Frutta in via di estinzione: le varietà

Che sapore hanno i ricordi?

Per noi hanno il sapore dolce del nonno che da piccoli ci portava in campagna e il gusto genuino dei frutti che ci faceva mangiare sotto l’albero.

Si, perché era proprio lì, in quel momento e in quel luogo, che ciò che veniva raccolto sembra avere una bontà mai provata.

Quante volte vi è capitato di pensare: “chissà dove posso trovare quelle pesche gialle che mangiavo da piccola o quelle strane pere che trovavo sempre a casa dei nonni”.

Ma se vi dicessimo che alcuni frutti antichi, oggi, sono difficili da trovare a causa di estinzione, cosa pensereste?
Già, un gran peccato!

Ma dato che i pensieri sono ancora molto vivi, come il loro sapore, vediamo più nel dettaglio di quali frutti stiamo parlando.
I frutti antichi a rischio estinzione
Di tipologie di frutti ne esistono diverse, ma nonostante ciò molte volte andiamo alla ricerca di vecchi sapori, spesso difficili da ritrovare.
Si, perché molte varietà di frutta, di cui oggi molti hanno ancora memoria, stanno scomparendo, dando un nuovo senso alla biodiversità.

Stiamo parlando di quelle che in Sicilia vengono chiamate “aumincelle” o i “sanimalati”, delle “sbergie” e delle “mele cotogne”.
Magari non li riconoscerete con questi nomi, ma vedrete che vi riporteranno alla mente quel sapore antico che sa di tradizione.

Le “aumincelle” sono un tipo di mela dalla forma rotonda, piccola e dal colore giallo, con una leggera tonalità di rosso sulla buccia. Il loro periodo di raccolta è generalmente i primi giorni di settembre.
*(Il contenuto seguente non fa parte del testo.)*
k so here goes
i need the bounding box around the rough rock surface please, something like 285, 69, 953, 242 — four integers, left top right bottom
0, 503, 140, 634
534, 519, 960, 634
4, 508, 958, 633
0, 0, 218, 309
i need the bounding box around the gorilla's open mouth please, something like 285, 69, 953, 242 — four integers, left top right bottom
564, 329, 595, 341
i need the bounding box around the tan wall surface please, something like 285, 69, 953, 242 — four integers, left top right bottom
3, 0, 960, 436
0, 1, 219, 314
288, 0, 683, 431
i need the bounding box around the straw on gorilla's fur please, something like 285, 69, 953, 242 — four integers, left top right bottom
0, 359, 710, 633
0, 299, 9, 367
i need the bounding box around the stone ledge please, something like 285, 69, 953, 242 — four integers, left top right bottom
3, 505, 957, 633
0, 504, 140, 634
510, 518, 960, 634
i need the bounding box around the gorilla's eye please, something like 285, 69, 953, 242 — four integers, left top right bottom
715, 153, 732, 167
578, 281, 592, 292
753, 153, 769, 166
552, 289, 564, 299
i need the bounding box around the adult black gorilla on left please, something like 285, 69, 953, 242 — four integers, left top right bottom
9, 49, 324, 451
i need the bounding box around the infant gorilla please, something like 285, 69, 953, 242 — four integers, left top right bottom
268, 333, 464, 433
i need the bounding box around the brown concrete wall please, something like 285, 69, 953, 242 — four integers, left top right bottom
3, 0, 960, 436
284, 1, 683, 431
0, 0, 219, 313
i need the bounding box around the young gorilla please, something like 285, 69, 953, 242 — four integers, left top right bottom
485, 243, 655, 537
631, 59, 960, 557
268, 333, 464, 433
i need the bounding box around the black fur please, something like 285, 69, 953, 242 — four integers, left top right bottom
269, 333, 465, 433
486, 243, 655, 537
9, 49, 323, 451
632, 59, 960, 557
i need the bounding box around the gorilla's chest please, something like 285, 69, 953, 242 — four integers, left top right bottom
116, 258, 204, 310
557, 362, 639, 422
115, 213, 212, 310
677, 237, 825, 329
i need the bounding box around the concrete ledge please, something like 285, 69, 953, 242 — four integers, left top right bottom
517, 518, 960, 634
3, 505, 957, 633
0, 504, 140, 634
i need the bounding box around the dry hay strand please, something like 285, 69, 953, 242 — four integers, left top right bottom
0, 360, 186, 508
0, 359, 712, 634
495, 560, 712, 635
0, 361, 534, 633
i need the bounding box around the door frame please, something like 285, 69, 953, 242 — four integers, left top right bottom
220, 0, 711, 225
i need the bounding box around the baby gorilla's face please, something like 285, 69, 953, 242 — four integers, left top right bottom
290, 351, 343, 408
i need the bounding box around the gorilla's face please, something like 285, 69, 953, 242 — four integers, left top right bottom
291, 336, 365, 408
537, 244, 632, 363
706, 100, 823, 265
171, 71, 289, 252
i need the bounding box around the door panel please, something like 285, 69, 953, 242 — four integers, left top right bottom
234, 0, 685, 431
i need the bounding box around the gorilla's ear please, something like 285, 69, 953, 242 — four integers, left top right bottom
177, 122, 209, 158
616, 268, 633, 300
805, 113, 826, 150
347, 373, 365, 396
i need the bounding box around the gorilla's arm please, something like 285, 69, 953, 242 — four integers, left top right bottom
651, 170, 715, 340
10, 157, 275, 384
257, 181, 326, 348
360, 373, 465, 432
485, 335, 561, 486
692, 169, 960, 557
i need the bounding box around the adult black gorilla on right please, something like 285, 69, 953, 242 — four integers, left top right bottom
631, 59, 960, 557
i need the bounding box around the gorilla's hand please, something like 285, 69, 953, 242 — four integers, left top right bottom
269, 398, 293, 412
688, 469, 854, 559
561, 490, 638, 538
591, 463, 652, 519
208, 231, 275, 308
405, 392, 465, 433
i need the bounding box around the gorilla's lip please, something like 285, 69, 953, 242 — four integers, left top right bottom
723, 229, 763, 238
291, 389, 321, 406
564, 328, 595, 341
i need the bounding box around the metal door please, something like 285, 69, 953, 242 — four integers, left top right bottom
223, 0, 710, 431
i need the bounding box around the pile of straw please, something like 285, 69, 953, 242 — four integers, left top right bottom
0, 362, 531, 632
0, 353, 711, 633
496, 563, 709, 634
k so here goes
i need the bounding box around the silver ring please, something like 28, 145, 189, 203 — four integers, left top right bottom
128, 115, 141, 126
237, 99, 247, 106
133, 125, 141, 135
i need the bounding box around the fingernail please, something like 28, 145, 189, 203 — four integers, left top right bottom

Se non vi ricordate di queste, non potete non pensare al sapore dolce dei “sanimalati”. Si proprio così, piccole pere dalla buccia gialla e dalla forma arrotondata, chiamate in questo modo poiché il loro sapore diventa intenso in una fase di maturazione avanzato, cioè nel momento in cui sembrano proprio diventare malate.

Che dire, invece, delle mele cotogne? Hanno un gusto leggermente acido, una forma arrotondata e una buccia gialla e un po' pelosa. In Sicilia, vengono utilizzate per diverse preparazioni come la cotognata o cotte al forno con zucchero o miele.
Per fortuna, queste sono un po' più diffuse, quindi, se le trovate non potete non provarle.

In ultimo le “sbergie”, una tipologia di pesca nettarina diffusa per lo più nelle zone di Messina, che viene raccolta in genere tra il mese di luglio e agosto; ha una buccia liscia e una polpa bianca.

Riuscite a sentirne il sapore dolce fino a lì?
I frutti dimenticati
Oltre ai frutti a rischio di estinzione, ci sono altre tipologie di raccolto che oggi sono andate completamente dimenticate; esistono solo in alcune zone del Piemonte o della Sardegna e molti non ne hanno neanche un minimo ricordo.

Un esempio è il Castagno Gabiana presente oggi in particolare nei Castagneti del Cuneese. Si tratta di castagne dalla forma arrotondata e con piccole striature poco evidenti. Queste erano per lo più utilizzate per l’essicazione e la produzione di farina.

Ma anche le Ciliegie galucio, diffuse per lo più nella zona di Chieri, dal colore rosso accesso e dalla dimensione medio grande.

Oppure la Ciocarin-a bianca, una mela succosa e croccante dalla forma leggermente allungata (simile ad una campanella) e con una buccia di colore giallo con qualche striatura rossa.

In Sardegna, invece, tra i frutti più rari rientra la pompìa e la ciliegia bianca di Aritzo.

La prima è una varietà di limone, molto più simile ad un cedro data la sua forma particolare: appiattita sui poli, dalla buccia gialla e dalle dimensioni elevate.
Si tratta di un frutto molto antico, parte della tradizione sarda, utilizzato per la produzione di granite, gelati o marmellate.

Mentre la ciliegia bianca di Aritzo è un frutto di medie dimensioni, rotondo, dalla buccia sottile e gialla. Ne esistono pochi esemplari ed è a rischio estinzione.

Lo volete un consiglio? Se li trovate, non fatevi sfuggire nessuno di questi frutti.